Advances and Limitations

Recent studies highlight the advancements in metabolomics. For example, Abela et al. used a combined genetic-metabolic approach to investigate early-onset epileptic encephalopathies in a cohort of 63 patients. Their untargeted metabolomic analysis identified two novel potential plasma biomarkers for Snyder-Robinson Syndrome and infantile cerebellar retinal degeneration.70 The development of processing tools and metabolomic databases has significantly improved the diagnosis of inherited errors of metabolism (IEM), with identified biomarkers now incorporated into newborn IEM screenings.71 Another study analyzed data from 19,994 patients, including plasma levels of over 900 metabolites, revealing 2599 variant-metabolite associations across 330 genomic regions.72

The NIH Common Fund Undiagnosed Diseases Network (UDN) developed a metabolomics program responsible for improving metabolomic methods and making them more accessible to the scientific community. This program developed the National Metabolomics Data Repository (NMDR), which houses 2397 studies from over 40 countries, containing 75,000 samples and 32,000 known metabolites. It also provides access to protocols and analytic tools that facilitate the analysis of metabolomic data through cloud computing.73

Biochemical changes often precede anatomical changes, suggesting that these biomarkers might predict disease conditions even in asymptomatic stages. This allows for early and effective treatment, potentially reducing complications and mortality rates. As metabolomics advances, it holds promise for enhancing our understanding of disease pathophysiology and contributing to novel treatment approaches. However, the field is still relatively new, highlighting the need for improved specialized training, reduced reliance on high-cost analytical instrumentation, and standardized operating procedures to decrease pre-analytical errors.74

Challenges in Diagnosing Rare Diseases

Despite these technological advancements, diagnosing rare diseases poses several challenges. Many clinicians struggle to interpret these novel findings, creating a demand for specialists who can translate results into clinical insights. Testing is often unavailable in low-resource medical settings, necessitating referrals to specialized centers, which can lead to increased time and costs. Advanced diagnostic methods, including WES/WGS, DNA methylation, RNA sequencing, proteomics, and metabolomics require sophisticated technologies, data repositories, bioinformatic pipelines, and age/tissue-matched controls, further complicating accessibility.

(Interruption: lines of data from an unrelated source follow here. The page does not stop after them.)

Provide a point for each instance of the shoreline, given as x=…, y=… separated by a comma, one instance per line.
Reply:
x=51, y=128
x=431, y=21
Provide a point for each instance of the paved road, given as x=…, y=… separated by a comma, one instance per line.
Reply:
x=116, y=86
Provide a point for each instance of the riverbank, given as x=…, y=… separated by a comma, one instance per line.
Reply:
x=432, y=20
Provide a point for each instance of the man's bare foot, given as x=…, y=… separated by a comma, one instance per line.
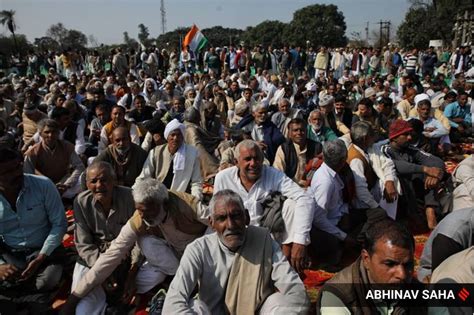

Continuous funding for existing research programs dedicated to diagnosing rare and undiagnosed diseases is essential. While ongoing advancements may lead to a decline in the cost of advanced technologies, targeted sequencing, state-of-the-art computational algorithms, data-sharing platforms, and machine learning approaches will be critical in overcoming challenges related to variant detection and interpretation.

Conclusion

Over the past two decades, gene panels, microarrays, and exome/genome sequencing have identified causal mutations in many rare disease patients, but a significant proportion remain undiagnosed. This review explores various approaches to enhance diagnostic yield and uncover the molecular mechanisms behind these diseases.

Although challenges such as cost and the need for specialists persist; there is optimism that continuous improvements will help close the diagnostic gap for undiagnosed patients; ultimately providing actionable findings. Successful implementation of multi-omics approaches in rare diseases is anticipated to revolutionize how undiagnosed patients are diagnosed and treated.